In this short memoir, dictated over a period of two months, Bauby tells the tale from the other side. The wonder of this book is that the living mind fought its way out of its failed capsule. And the manner in which it did so serves as an astonishing example of the will to live, communicate and connect.
Each day, Bauby tells us in the Prologue, he “compose[s] these bedridden travel notes” which he then dictates “letter by letter.” He retains some small ability to move and sense; he can even close his one eye willfully.
This is how he communicates: a therapist, visitor or aide moves a stylus across a card bearing the letters of the alphabet arranged by their frequency of use in the French language. When the stylus alights on the desired letter Bauby blinks. Thus, what he is thinking is transcribed.
It’s an astonishing effort, made the more impossible because he must fully compose and edit his prose before dictating. Yet he does so, telling the story of his days, his life, his illness. Though no chapter is long–how could it be?–Bauby packs in astonishing amounts of detail and observation.

One of the more arresting images from this film that you should see just for the visual impact.
Surprisingly, there is little here that is overly sentimental. Bauby has been hospitalized in Berck-sur-Mere, a seaside town some remove from his Parisian stomping grounds. Yet a return to the metropole by ambulance for a consultation doesn’t evoke maudlin self-pity. Instead, he notices all the minor characters he passed by each day in his working years and wonders if his colleagues, toiling six stories above him, can even conceive of him lying strapped to a gurney below them.

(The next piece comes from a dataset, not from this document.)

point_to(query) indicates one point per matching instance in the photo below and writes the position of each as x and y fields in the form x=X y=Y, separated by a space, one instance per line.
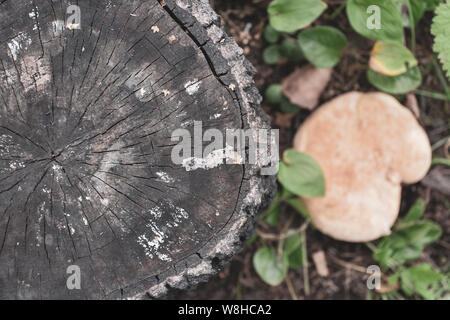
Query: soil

Don’t mistake such restraint for lack of emotion. When his children visit, and he cannot communicate with them even as they can’t truly comprehend what has happened to him, his pain is very real. When his tolerance for his state reaches the boiling point he reacts as anyone would. He assigns nasty nicknames to hospital staff. He invents unflattering backstories for them. He attempts to gurgle and blink his displeasure.
Yet he remains locked in.
And, as I suspect was true of my grandfather, he is aware not just of what he has lost, but of what he is losing. Consider the full quote that begins with the caption in the nearby hospital photo:
“I am fading away. Slowly but surely. Like the sailor who watches the home shore gradually disappear, I watch my past recede. My old life still burns within me, but more and more of it is reduced to the ashes of memory.”
Bauby’s struggle is to live in what he calls his diving bell and make his peace with the freedom of the butterflies. In what is perhaps the book’s climactic moment, a bundled up Bauby, in a wheelchair, is brought to the beachfront promenade and wheeled along, taking in the air, the sights, the sounds and, to the dismay of his companions, the smells. “But I never tire of the smell of french fries” could be the book’s epigram.
A note on the title page tells us that Bauby died two days after publication of this book in France. Somehow, that seems fitting. His great work, after all, has seen its completion and I think in some ways it is a great work.
And Schnabel, what of Schnabel? Well, in 2007 Schnabel directed a movie of this book–a movie that, once again, I saw before reading the book. The film is seared in my memory. Not only did Schnabel capture Bauby’s eye for the telling detail, he conveyed his emotional state and presented some of the most arresting images I have ever seen in a film.
So I was wrong, happily wrong, about Julian Schnabel. And I learned that thanks to Bauby.